Walkbase Takes Location Tracking Indoors

Walkbase is an interesting Finnish startup to say the least. The company has evolved from an Åbo Akademi university project in 2009 to a full grown startup, currently building up business in the US. The university project resulted in 2 filed patents as well as 2 years of R&D. So what exactly is the company doing? It's using intelligent algorithms on data from random check-ins to define spaces. This means that they're able to determine users' location inside buildings in a completely new way, incredibly more accurately than other available technology out there can do (namely GPS). The company has 4 founders and is backed by senior advisors.

I had a brief interview with Tuomas Wuoti, the CEO of the company about the technology.

ArcticStartup (AS): Where are you at the moment with the company? Do you have a working solution or are you at the prototype phase?

Tuomas Wuoti (TW): Yes, we do have a working plugin for mobile applications and backend API that together bring indoor location context for mobile devices and applications. It currenlty only works on the Android platform. We will launch our offering during fall 2011 together with a select few launch partners from US.

AS: How are you financed at the moment? Who are your investors?

TW: We are self-financed, operating on a shoestring budget and eating noodles. We couldn't have made it this far without funding from the Foundation for Finnish Innovations (FFI) who first saw the potential in our technology and unique community-based approach. With this funding, we have been able to file a few patents and perform agile customer development activities in the US.

The FFI funding, though small, is exceptional instrument as it allows a pre-seed stage company perform something else than order plans and papers from consultants. It has taken us from pre-seed to seed stage, and now we are closing a seed round of 100k€ for valued advisors. We build developer tools for mobile application developers and plan to crowd-source indoor location data. This means that building a global community and perhaps even open source approach are at the core of our strategy. An angel with this experience would be highly valued.

AS: What has been the initial response from companies to your technology? Can you give some examples?

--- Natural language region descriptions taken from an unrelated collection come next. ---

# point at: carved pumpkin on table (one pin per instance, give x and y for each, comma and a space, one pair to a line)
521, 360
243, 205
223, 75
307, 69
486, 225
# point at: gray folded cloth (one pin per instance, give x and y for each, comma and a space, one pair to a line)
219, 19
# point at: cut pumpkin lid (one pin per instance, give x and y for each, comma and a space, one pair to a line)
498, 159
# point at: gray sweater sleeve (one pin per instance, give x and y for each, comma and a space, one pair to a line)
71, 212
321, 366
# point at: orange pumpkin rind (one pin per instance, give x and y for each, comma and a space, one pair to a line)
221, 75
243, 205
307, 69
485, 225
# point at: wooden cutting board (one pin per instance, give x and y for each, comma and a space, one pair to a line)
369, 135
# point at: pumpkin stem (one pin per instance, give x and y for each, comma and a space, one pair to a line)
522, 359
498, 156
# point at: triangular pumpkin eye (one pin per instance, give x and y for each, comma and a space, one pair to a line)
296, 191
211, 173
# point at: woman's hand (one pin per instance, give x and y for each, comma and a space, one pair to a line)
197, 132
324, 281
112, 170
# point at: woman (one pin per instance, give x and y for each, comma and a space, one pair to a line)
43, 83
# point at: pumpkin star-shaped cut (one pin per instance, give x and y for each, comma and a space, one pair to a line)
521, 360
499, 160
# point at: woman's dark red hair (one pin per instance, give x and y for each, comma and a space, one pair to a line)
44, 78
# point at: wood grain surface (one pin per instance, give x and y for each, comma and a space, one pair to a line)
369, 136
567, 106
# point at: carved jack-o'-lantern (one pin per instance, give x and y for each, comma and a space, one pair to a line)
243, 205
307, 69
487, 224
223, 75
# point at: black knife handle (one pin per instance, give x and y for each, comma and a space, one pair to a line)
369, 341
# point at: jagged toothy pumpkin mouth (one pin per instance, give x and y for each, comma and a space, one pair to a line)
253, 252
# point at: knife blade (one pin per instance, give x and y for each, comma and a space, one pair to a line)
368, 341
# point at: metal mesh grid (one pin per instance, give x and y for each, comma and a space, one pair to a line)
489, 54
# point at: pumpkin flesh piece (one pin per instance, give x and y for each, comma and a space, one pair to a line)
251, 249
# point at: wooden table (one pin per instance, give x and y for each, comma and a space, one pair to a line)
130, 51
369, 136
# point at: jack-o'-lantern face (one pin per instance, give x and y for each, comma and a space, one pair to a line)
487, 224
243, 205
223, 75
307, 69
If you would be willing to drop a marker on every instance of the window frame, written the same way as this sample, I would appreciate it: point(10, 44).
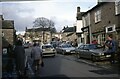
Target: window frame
point(97, 16)
point(117, 7)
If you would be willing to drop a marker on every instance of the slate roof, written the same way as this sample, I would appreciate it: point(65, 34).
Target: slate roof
point(69, 29)
point(79, 16)
point(40, 29)
point(7, 24)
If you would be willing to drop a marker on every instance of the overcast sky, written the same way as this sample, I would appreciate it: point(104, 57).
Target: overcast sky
point(63, 13)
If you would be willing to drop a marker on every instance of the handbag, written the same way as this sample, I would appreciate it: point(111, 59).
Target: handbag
point(42, 64)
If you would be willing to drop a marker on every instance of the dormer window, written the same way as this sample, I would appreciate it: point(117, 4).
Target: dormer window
point(97, 16)
point(117, 7)
point(110, 29)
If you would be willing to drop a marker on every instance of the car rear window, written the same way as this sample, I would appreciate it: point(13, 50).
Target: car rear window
point(45, 47)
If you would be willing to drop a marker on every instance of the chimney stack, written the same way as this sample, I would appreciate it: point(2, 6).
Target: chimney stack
point(78, 9)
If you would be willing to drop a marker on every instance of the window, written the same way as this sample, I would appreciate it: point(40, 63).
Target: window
point(81, 47)
point(110, 28)
point(97, 16)
point(117, 7)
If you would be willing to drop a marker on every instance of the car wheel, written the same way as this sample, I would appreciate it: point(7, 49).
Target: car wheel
point(63, 53)
point(93, 58)
point(53, 55)
point(78, 55)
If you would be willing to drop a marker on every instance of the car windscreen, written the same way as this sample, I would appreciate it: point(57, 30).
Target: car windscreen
point(66, 46)
point(94, 46)
point(47, 46)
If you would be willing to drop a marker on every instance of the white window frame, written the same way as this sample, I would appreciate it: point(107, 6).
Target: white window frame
point(117, 7)
point(113, 28)
point(97, 16)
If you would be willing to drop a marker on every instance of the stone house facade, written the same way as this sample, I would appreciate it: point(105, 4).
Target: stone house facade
point(100, 21)
point(8, 33)
point(36, 34)
point(69, 34)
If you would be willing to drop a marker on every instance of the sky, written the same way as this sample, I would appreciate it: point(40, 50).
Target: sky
point(63, 13)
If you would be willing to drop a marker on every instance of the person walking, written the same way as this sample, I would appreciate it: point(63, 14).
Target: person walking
point(36, 55)
point(19, 55)
point(111, 44)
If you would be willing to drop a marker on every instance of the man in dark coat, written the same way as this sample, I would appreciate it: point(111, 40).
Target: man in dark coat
point(19, 54)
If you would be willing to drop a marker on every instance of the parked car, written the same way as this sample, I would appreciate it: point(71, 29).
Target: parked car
point(26, 45)
point(65, 48)
point(91, 51)
point(48, 50)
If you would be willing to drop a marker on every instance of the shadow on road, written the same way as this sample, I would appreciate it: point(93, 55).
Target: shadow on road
point(103, 72)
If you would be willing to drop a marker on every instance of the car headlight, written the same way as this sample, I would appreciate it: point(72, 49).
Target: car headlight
point(43, 50)
point(101, 54)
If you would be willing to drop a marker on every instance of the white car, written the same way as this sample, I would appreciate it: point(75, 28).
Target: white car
point(48, 50)
point(65, 49)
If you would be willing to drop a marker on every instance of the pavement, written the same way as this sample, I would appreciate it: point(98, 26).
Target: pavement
point(101, 64)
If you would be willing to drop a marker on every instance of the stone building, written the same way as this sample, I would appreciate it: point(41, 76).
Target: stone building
point(102, 19)
point(79, 25)
point(8, 33)
point(68, 34)
point(36, 34)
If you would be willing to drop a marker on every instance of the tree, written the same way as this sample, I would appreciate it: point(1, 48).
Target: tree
point(44, 23)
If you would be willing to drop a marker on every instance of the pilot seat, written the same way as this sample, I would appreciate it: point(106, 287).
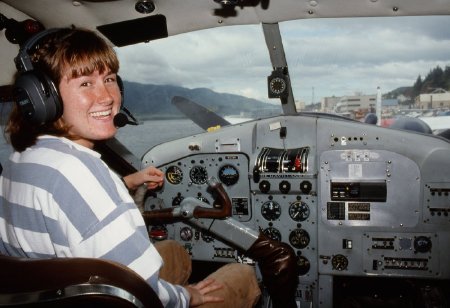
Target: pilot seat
point(72, 282)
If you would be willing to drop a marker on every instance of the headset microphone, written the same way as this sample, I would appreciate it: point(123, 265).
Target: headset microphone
point(121, 119)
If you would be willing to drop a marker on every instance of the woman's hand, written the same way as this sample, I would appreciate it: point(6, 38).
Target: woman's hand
point(199, 292)
point(150, 176)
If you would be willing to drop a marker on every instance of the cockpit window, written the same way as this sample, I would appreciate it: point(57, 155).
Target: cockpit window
point(339, 66)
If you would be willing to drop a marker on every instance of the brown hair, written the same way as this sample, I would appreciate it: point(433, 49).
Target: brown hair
point(79, 49)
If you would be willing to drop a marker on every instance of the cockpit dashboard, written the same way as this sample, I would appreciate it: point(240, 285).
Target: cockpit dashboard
point(354, 200)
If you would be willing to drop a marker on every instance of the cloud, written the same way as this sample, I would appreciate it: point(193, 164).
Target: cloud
point(326, 57)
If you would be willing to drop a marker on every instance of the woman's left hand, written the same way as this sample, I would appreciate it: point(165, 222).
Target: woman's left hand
point(151, 177)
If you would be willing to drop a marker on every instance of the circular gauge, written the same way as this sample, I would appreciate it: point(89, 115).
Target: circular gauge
point(284, 187)
point(305, 187)
point(207, 237)
point(339, 262)
point(228, 174)
point(271, 210)
point(299, 211)
point(186, 234)
point(198, 175)
point(158, 233)
point(177, 200)
point(174, 175)
point(273, 233)
point(299, 238)
point(303, 265)
point(264, 186)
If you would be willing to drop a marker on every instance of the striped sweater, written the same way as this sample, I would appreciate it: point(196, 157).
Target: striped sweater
point(59, 199)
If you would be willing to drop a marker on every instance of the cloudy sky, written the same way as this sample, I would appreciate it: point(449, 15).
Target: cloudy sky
point(325, 57)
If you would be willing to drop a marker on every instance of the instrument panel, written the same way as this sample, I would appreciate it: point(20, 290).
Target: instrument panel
point(354, 201)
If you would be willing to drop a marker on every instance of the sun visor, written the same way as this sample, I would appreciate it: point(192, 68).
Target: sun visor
point(135, 31)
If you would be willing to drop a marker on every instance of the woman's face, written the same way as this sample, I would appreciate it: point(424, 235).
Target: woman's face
point(90, 104)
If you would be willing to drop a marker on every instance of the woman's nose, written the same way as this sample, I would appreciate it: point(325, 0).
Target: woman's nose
point(104, 95)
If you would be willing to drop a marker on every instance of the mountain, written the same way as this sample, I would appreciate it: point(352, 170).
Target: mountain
point(147, 100)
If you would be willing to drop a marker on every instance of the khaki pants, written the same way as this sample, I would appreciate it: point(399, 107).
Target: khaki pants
point(240, 289)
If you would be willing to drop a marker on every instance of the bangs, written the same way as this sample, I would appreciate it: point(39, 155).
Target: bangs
point(86, 53)
point(86, 65)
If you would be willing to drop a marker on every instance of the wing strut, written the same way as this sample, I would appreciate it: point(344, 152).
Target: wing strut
point(279, 81)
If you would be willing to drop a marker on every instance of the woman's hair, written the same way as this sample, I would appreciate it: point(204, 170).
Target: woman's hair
point(81, 50)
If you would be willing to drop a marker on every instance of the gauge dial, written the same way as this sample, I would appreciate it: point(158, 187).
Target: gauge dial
point(299, 238)
point(198, 175)
point(186, 234)
point(228, 174)
point(339, 262)
point(207, 237)
point(174, 175)
point(271, 210)
point(273, 233)
point(177, 200)
point(299, 211)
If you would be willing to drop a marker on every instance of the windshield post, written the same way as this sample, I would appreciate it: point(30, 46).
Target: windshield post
point(274, 43)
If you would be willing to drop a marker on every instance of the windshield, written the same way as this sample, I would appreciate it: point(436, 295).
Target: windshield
point(340, 66)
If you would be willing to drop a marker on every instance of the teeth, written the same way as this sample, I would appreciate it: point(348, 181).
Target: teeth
point(101, 113)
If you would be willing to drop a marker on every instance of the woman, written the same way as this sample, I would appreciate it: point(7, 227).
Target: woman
point(59, 199)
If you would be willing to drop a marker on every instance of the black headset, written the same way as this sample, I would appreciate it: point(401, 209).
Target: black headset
point(34, 92)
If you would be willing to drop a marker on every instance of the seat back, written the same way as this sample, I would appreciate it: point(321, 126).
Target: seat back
point(72, 282)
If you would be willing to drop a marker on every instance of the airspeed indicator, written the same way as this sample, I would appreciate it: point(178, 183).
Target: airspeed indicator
point(228, 175)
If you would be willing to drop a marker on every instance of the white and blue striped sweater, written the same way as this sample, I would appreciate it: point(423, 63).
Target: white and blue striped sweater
point(59, 199)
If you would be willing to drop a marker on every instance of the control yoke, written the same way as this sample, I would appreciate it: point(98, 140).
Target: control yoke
point(276, 260)
point(194, 208)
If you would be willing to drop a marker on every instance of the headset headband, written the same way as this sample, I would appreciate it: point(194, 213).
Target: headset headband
point(23, 61)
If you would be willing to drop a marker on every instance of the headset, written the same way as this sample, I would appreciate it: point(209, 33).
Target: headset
point(34, 92)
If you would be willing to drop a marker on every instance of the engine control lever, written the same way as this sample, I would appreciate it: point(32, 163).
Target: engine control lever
point(194, 208)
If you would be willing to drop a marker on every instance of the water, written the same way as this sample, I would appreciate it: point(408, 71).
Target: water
point(138, 139)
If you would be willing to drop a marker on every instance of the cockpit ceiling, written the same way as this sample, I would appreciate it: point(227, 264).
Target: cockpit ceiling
point(190, 15)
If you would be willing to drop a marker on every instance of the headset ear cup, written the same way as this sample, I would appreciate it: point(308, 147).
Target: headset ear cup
point(37, 98)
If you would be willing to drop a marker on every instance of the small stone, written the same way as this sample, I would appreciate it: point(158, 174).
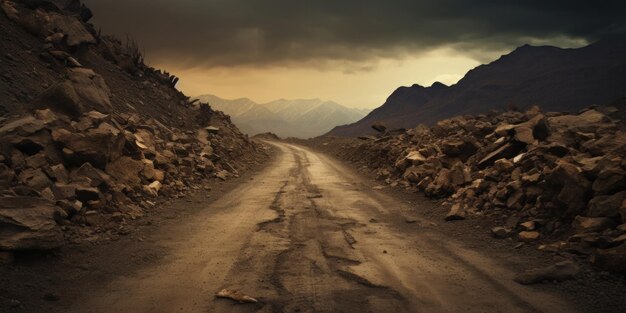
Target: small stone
point(501, 232)
point(528, 236)
point(456, 213)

TW: The initial response has been overwhelmingly positive, and over 300 people (app developers, companies, reporters etc.) have signed up via our web page and are waiting for us to launch. Of course it helps to be featured as one of the most interesting startups to follow in 2011 by Robert Scoble, so as such these signups don't tell the true level of commercial interest. We are currently working with a select few launch partners who are integrating our technology to their mobile app.

We will reveal our launch partners later this year when we launch. We are in talks with mobile gaming companies who wish to bridge real-life indoor locations with in-game incentives and game dynamics. In addition, there is stong interest amongst deal and advertising networks who wish to increase the relevancy and thus conversion rates of their mobile ads.

Our vision is to become the leading location context provider for mobile applications. The data we gather is anonymous, thus erasing user privacy concerns, but still has extremely high utility and commercial value.

Below is the video interview with Robert Scoble:

I also asked Tuomas Wouti how the company plans to make money. He didn't tell me straight out the business model, but he did outline that location-based mobile advertising is expected to bring in over $5B in revenue by 2016 according to key industry players, such as Google. Wouti thinks that this opportunity is not primarily driven by maps, but rather the phone sensing the location and automatically providing contextually relevant content.

I'd have to agree with Robert Scoble on Walkbase - it's definitely a company to watch closely.